I.D. Samoylov Museum-Reserve of Wooden Architecture and Folk Art
About museum
An open-air museum in the historic village of Nizhnyaya Sinyachikha exhibiting types of residential and agricultural buildings of the Urals, as well as a collection of Ural folk painting used for interior decoration of houses, shutters and other applied art objects. The museum's founder is I.D. Samoylov. From 1967 Ivan Danilovich began practical restoration work on monuments of stone and wooden architecture. For ten years he led the restoration of the late 18th-century architectural monument, the Transfiguration (Spaso-Preobrazhenskaya) Church in the village of Nizhnyaya Sinyachikha. In 1978 he opened a folk museum of Ural domestic painting in that building and, adjacent to this monument on open land along the banks of the Sinyachikha River across an area of 52 hectares, created an open-air museum-reserve of wooden architecture.

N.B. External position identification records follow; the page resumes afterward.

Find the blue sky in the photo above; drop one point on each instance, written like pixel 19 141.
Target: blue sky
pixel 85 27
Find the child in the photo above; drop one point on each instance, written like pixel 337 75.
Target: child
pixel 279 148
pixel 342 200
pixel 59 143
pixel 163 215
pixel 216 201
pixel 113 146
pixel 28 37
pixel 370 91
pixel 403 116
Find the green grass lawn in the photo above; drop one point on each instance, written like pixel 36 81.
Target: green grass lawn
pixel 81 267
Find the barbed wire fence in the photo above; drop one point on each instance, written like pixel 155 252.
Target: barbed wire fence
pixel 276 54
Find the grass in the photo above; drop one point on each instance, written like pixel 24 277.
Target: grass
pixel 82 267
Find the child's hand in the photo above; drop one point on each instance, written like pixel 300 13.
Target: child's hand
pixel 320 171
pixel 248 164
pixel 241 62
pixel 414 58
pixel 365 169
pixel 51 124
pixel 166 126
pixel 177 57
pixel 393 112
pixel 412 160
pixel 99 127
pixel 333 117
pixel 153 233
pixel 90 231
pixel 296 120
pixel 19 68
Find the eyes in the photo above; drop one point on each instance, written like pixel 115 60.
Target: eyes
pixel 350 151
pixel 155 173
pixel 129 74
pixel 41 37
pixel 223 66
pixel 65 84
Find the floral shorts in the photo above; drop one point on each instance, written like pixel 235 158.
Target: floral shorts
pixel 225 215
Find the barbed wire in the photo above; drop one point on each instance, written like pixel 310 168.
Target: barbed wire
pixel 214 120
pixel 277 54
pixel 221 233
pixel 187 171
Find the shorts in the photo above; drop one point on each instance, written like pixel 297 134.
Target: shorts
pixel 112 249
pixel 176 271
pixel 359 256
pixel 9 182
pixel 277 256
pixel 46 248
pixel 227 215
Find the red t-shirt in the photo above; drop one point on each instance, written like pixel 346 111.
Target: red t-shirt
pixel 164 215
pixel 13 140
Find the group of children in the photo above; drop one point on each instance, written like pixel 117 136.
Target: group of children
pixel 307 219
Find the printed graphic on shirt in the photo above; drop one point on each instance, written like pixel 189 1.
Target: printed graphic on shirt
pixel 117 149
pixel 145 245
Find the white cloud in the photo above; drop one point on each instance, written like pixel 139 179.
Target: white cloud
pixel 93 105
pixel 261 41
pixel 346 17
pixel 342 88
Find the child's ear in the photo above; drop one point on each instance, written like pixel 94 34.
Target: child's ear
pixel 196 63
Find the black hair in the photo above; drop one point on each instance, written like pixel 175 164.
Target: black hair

The museum complex includes more than 20 different buildings and structures, including three peasant estates from the 17th, 18th and 19th centuries, four chapels, a fortress tower and a watchtower, a windmill, and a fire station with a lookout tower. The museum also displays peasants' household items and tools, the world's only collection of folk painting on wood (Ural, Western Siberia, 19th century), icons of local painting from the 18th and 19th centuries, and manuscript and early printed books from the 19th century. Permanent exhibitions of household items and folk-applied art are presented in the estates; wood carving is exhibited in the Chapel of Zosima and Savvaty of Solovetsky; the watercolor collection by A.I. Trofimova and applied art by Kh.D. Chuprakova are housed in the Chapel of the Ascension.